Имеет ли все это значение для позднесредневековых картин, на которых царица Савская преподносит евхаристическую чашу? Или же речь идет о свободном творчестве? Может быть, в основе лежат воспоминания об эфиопской легенде, которая сообщает о подношении царицей этой чаши Соломону? По крайней мере, мы знаем, что в Иерусалиме долго существовал эфиопский монастырь. Он находился там с 4 в. над подземной церковью Гроба Господня и обосновывал свое право на земельный участок тем, что царица Савская получила его в подарок от Соломона.
Возможно, мы должны исходить из того, что здесь были рассказаны специфически эфиопские легенды. Поэтому могло случиться, что царицу Савскую ассоциировали с последней вечерей Христа и ее образ оказался связан с его историей. Нельзя сделать окончательного вывода о возможности эфиопского происхождения мотива о подносящей чашу царице Савской. Зато можно понять, что могла обозначать дарительница чаши для собирательного образа женщины эпохи Средневековья.

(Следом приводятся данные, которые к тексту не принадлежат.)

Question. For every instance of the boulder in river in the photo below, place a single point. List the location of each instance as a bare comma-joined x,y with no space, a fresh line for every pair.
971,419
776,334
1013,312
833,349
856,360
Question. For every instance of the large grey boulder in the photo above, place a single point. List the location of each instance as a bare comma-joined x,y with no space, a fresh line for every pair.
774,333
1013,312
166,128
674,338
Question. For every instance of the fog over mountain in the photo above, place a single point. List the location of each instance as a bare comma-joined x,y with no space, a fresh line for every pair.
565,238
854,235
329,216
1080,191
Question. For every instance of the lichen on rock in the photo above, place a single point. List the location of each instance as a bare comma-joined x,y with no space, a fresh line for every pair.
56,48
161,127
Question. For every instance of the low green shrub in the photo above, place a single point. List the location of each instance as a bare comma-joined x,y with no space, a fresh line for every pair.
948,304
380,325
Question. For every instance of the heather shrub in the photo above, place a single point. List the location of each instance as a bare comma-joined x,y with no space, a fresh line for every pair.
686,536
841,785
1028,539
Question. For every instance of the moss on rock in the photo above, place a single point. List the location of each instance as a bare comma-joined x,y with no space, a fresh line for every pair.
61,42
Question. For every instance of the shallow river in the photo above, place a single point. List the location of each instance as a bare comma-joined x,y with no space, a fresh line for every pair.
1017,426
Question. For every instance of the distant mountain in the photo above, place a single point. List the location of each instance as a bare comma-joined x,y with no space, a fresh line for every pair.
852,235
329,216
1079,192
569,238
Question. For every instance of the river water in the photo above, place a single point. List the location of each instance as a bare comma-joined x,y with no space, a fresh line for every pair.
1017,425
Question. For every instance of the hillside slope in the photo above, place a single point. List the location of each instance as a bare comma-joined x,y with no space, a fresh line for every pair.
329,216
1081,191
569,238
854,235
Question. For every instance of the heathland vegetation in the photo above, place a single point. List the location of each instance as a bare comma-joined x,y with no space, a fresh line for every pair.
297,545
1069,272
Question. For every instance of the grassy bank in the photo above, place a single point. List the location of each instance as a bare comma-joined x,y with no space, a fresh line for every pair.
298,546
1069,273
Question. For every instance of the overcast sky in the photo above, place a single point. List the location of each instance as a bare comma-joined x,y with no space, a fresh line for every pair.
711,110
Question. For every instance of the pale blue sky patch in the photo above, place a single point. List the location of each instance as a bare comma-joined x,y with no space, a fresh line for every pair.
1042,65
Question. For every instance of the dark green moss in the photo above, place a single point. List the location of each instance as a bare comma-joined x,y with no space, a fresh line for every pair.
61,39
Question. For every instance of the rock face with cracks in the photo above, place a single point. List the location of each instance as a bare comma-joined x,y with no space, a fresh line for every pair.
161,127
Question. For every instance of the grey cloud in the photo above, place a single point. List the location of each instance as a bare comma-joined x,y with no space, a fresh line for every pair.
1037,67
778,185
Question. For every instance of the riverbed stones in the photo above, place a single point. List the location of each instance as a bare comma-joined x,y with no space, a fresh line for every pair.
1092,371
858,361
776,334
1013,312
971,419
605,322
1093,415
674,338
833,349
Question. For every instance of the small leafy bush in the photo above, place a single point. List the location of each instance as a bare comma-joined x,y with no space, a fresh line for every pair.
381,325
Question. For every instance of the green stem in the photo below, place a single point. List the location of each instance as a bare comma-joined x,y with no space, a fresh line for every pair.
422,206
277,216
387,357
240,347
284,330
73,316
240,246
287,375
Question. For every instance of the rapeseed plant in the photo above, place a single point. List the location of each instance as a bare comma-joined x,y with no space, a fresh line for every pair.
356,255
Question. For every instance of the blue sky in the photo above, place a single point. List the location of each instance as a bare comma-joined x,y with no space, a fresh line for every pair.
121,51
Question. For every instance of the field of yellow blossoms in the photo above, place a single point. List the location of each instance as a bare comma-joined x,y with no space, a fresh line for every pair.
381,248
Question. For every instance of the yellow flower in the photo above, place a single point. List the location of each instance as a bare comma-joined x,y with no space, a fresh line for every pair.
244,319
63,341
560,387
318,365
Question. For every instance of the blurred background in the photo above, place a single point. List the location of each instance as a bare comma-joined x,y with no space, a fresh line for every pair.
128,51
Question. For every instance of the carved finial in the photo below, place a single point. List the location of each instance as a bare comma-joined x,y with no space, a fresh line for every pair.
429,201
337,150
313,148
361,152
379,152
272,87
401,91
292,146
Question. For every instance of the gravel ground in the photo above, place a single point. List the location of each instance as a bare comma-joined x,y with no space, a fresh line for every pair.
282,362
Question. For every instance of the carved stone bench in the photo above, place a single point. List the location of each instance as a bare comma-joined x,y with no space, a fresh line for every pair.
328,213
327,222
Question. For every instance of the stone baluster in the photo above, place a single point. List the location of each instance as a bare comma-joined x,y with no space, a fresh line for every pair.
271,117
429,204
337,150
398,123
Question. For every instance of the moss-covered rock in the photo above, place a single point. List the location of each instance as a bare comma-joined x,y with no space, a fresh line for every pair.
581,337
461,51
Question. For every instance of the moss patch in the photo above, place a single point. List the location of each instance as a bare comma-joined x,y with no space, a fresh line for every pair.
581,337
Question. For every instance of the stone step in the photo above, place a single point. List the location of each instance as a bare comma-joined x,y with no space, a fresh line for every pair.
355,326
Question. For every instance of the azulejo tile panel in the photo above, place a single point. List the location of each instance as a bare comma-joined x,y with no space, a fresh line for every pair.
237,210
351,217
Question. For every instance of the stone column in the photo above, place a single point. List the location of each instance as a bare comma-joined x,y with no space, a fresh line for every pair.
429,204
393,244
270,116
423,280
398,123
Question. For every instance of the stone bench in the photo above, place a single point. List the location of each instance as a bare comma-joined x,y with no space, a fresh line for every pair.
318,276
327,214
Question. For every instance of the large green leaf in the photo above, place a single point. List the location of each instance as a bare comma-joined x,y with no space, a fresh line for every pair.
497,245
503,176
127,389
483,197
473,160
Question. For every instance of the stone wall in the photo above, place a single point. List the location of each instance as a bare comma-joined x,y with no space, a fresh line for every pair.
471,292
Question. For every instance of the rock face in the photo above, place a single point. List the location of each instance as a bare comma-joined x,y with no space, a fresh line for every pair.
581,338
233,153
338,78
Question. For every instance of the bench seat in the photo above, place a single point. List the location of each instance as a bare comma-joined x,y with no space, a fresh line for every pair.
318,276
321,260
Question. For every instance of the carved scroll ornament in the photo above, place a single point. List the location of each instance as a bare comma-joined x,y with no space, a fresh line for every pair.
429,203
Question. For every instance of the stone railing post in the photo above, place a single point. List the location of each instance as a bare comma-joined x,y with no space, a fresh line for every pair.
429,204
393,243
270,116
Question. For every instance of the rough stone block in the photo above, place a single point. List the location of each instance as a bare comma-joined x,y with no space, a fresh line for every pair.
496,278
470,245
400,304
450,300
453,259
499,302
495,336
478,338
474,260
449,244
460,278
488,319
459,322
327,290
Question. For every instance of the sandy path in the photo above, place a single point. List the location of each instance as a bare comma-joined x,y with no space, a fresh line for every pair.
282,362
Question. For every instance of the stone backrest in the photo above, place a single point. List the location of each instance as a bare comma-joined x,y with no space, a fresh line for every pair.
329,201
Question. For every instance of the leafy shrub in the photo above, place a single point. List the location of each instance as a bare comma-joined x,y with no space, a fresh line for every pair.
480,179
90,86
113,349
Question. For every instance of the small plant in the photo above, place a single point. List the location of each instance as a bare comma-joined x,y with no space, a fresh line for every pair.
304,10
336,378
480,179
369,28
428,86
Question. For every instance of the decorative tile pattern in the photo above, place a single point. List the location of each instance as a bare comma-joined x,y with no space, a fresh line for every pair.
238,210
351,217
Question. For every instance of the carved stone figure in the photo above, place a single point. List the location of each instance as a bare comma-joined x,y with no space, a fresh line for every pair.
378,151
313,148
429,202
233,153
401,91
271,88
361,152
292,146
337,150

Приносящая души или символ церкви народов, мистическая невеста или царица на портале — во всех этих обличьях за теологической прагматикой мы угадываем растущее самосознание средневековой женщины. Разумеется, реальное положение женщины в средние века и до нового времени было ниже положения мужчины. Однако в душе художников оставалось место для отображения растущего самосознания женщины. Портреты царицы Савской и ее многоплановые воплощения отражают это развитие. В ней, обработанный ли учеными или озаренный образно-поэтической фантазией сконцентрировался накопленный опыт, который выходил далеко за рамки роли женщины в Средневековье.
Этот «избыток» религиозной фантазии по сравнению с реальными общественными силами особенно впечатляет в портретах царицы Савской с чашей. Ведь в средние века женщинам вообще запрещалось прикасаться к священным предметам, ритуальной чаше для мессы, например. Это было установлено церковно-каноническим правом. Однако царице Савской как церкви народов удалось уверенно нарушить этот запрет. И она стала символом процесса, когда женщины тоже могли добиться того, в чем им отказывал средневековый мир мужчин и до сих пор упорно отказывает католическая церковь.